Тучный человек, запрокинув голову, жадно припал к бутылке, Марик посмотрел на него с беспокойством, захныкал и сказал:
— Он все вылакает, не для него несли!
— Молчать, негодяй! — свирепо зашипел, сделав страшные глаза, бухгалтер.— Где ремень? Выдеру! Современные, знаете ли, дети! Пейте, пейте, не стесняйтесь! Если не хватит, я сбегаю в лавочку, возьму сифон.
— Что вы! — смутился тучный человек.— Я и сам могу в случае чего.
— Нет уж, зачем же, позвольте уж мне, если понадобится. Да вы что же, прямо на песке лежите! Ведь так и чирей схватить можно! Манюся, простыню!
— Не надо, не надо! — растерянно сказал тучный человек и замахал руками.— Как же вы-то сами?
— Нет, уж разрешите. Все поместимся. На простыне, да не в обиде, хе-хе. На коммунальных началах, так сказать. Я хоть и беспартийный, но глубоко сочувствую. Манюся, подложи им чего-нибудь под голову. Вы уж ее извините, если что лишнее сказала: женщина, знаете, нервы. Разрешите представить — жена моя, Марья Павловна.
— Очень приятно! — жеманно сказала Манюся.— Вы любите природу? Мы с мужем обожаем природу!
— А я сразу, как вас увидел,— говорил, суетливо расстилая простыню, бухгалтер,— как увидел, так и решил познакомиться. Такое, вижу, симпатичное, открытое лицо, дай, думаю, разговорюсь. Очень, очень приятно. Головку вам не напечет? Вот, разрешите косыночку. Скоро собираетесь в Воронеж?
— В Тамбов, вы думаете?
— К-как в Тамбов?
— А разве я сказал в Воронеж? Оговорился, значит. В Тамбов, милейший, в Тамбов. Недельки две попекусь, а там и двину. Не засидишься, дела ждут. Извините, мне, право, совестно, но не разрешите ли еще глоточек?
Но бухгалтер отодвинул бутылку и сухо сказал:
— Что ж вы голову-то морочите? Сначала Воронеж, а потом, оказывается, Тамбов?
— Ну, оговорился, в чем дело?
— А вот в том дело, что отдай простыню! — визгливо крикнула вдруг Манюся.— Самозванец! Хлестаков! Гришка Отрепьев!
Она рванула из-под него простыню, тучный человек перевернулся и вывалился на песок.
— Позвольте, что же это? — сказал он, вставая.— Я не понимаю! Вы с ума сошли!
— Не понимаешь? А чужую воду хлестать понимаешь? Разлегся, как барин, на всей простыне, а ребенок должен калечить себе ягодицы? Выпил всю воду, а дитя должно мучиться от жажды, как в пустыне? Ермолай, возьми от него косынку, может, у него голова паршивая.

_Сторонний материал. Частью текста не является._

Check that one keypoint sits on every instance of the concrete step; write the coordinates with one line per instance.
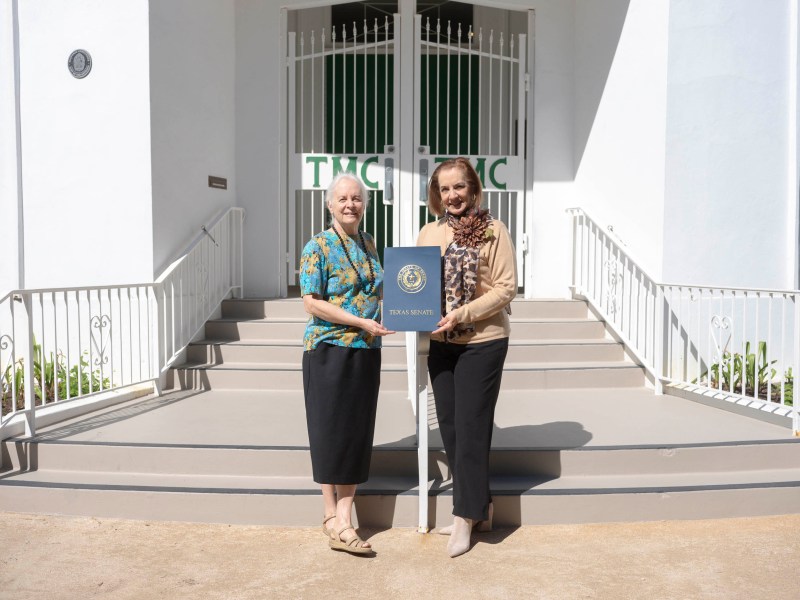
(392, 502)
(219, 352)
(254, 309)
(694, 462)
(523, 376)
(563, 456)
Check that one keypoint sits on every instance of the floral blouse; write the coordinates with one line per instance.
(325, 270)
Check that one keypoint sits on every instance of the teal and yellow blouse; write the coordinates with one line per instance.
(325, 270)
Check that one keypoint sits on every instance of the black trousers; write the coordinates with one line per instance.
(466, 382)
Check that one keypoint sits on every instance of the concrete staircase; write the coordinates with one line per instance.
(578, 438)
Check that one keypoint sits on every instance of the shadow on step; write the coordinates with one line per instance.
(522, 458)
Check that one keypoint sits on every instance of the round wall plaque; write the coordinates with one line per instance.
(80, 63)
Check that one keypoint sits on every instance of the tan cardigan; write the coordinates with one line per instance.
(497, 282)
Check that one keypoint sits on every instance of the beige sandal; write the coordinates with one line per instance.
(355, 545)
(328, 531)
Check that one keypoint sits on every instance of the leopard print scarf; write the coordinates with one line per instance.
(461, 264)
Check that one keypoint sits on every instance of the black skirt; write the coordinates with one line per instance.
(341, 390)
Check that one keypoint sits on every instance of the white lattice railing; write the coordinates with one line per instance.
(80, 342)
(744, 343)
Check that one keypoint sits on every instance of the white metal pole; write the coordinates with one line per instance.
(530, 69)
(27, 361)
(423, 343)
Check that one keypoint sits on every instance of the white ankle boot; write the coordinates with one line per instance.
(460, 537)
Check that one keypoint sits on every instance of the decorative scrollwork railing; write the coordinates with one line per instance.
(739, 341)
(68, 343)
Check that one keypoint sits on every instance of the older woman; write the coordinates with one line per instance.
(469, 347)
(341, 282)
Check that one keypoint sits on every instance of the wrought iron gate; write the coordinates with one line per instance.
(387, 101)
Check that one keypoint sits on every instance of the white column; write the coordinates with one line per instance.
(12, 274)
(793, 183)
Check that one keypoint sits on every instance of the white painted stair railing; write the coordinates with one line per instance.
(738, 342)
(80, 345)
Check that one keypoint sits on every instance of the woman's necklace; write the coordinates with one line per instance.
(370, 285)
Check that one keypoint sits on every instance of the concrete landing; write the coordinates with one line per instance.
(555, 419)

Как не стыдно приставать к посторонним людям! Нахал! Ещё глоточек? А этого не видал?
Она сложила и сунула ему под нос кукиш, розовые ногти были отполированы и блестели на солнце…
ПРИМЕЧАНИЯ
Рассказ написан в тридцатых годах.
Стр. 442. Чириков Евгений Николаевич (1864—1932) — русский писатель. Испытал влияние декадентства. В 1920 году эмигрировал.
Боборыкин Петр Дмитриевич (1836—1921) — русский писатель.

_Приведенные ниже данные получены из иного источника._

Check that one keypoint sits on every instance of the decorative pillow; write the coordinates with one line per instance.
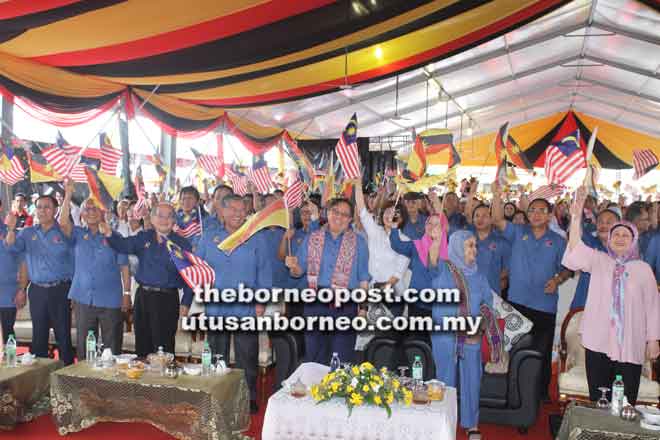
(485, 346)
(515, 324)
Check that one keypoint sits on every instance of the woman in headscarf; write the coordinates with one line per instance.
(460, 353)
(621, 322)
(418, 251)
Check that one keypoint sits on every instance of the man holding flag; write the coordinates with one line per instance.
(157, 306)
(332, 257)
(100, 276)
(247, 264)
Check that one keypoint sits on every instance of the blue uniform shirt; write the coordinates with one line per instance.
(249, 264)
(421, 276)
(580, 297)
(97, 276)
(9, 262)
(652, 255)
(359, 270)
(155, 267)
(533, 263)
(493, 256)
(457, 221)
(415, 231)
(477, 285)
(49, 254)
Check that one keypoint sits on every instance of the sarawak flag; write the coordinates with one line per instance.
(416, 166)
(437, 140)
(347, 150)
(103, 188)
(194, 271)
(40, 170)
(290, 147)
(110, 156)
(275, 214)
(11, 169)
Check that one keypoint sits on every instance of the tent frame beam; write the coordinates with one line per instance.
(422, 77)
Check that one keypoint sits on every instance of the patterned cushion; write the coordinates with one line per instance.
(516, 325)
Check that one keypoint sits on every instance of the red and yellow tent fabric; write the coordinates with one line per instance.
(613, 148)
(74, 57)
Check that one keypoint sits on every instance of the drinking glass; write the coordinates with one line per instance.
(603, 403)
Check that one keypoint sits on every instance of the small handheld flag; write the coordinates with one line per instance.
(194, 271)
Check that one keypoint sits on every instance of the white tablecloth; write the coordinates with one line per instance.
(292, 418)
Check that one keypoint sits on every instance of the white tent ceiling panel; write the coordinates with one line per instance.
(571, 14)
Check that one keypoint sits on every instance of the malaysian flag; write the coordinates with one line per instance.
(293, 196)
(238, 180)
(194, 271)
(564, 159)
(347, 150)
(210, 164)
(547, 192)
(189, 229)
(644, 161)
(260, 176)
(11, 169)
(109, 156)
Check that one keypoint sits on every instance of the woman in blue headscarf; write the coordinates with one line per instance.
(459, 352)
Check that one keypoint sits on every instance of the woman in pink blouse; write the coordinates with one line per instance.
(621, 320)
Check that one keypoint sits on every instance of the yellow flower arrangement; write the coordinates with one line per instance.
(360, 385)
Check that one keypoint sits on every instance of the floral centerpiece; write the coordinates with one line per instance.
(362, 385)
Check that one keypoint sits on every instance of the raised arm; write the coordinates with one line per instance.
(498, 210)
(577, 207)
(470, 205)
(65, 218)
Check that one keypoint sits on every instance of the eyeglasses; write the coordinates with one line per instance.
(339, 213)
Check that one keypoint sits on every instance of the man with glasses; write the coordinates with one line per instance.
(100, 276)
(157, 307)
(49, 256)
(249, 264)
(535, 273)
(332, 257)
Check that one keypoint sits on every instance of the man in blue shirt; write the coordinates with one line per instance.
(49, 256)
(416, 221)
(156, 307)
(249, 264)
(535, 273)
(595, 240)
(13, 279)
(100, 276)
(493, 252)
(332, 257)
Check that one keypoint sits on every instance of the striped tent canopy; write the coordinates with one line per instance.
(613, 149)
(70, 60)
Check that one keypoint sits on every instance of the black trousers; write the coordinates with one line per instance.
(49, 307)
(544, 335)
(246, 350)
(111, 322)
(7, 321)
(156, 319)
(601, 371)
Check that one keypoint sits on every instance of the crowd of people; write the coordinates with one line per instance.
(522, 250)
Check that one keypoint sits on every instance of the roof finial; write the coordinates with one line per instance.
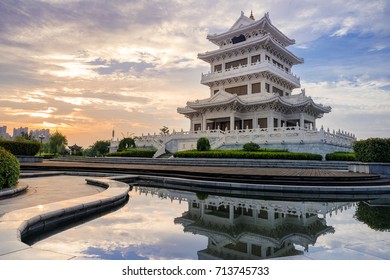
(252, 17)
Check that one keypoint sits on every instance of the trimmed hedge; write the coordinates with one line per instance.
(372, 150)
(9, 169)
(203, 144)
(341, 156)
(246, 155)
(133, 153)
(251, 147)
(25, 148)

Чемберлен Остин (1863—1937) — министр финансов Великобритании. В (1927 году один из инициаторов разрыва дипломатических отношений с СССР,
Пуанкаре Раймон (1860—1934) — президент, затем премьер-министр Франции. Один из организаторов антисоветской интервенции в период гражданской войны в Советской России.
Стр. 444. Цирцея — в греческой мифологии волшебница. Здесь коварная обольстительница.
Стр. 445. Пенелопа — в греческой мифологии жена Одиссея, двадцать лет ожидавшая возвращения мужа. Образ Пенелопы — символ супружеской верности.
Стр. 447. Хлестаков — герой комедии Н. В. Гоголя ‘Ревизор’, враль, пустозвон, игравший роль важной персоны.
Гришка отрепьев — самозванец, выдававший себя за Дмитрия, сына царя Ивана IV Грозного.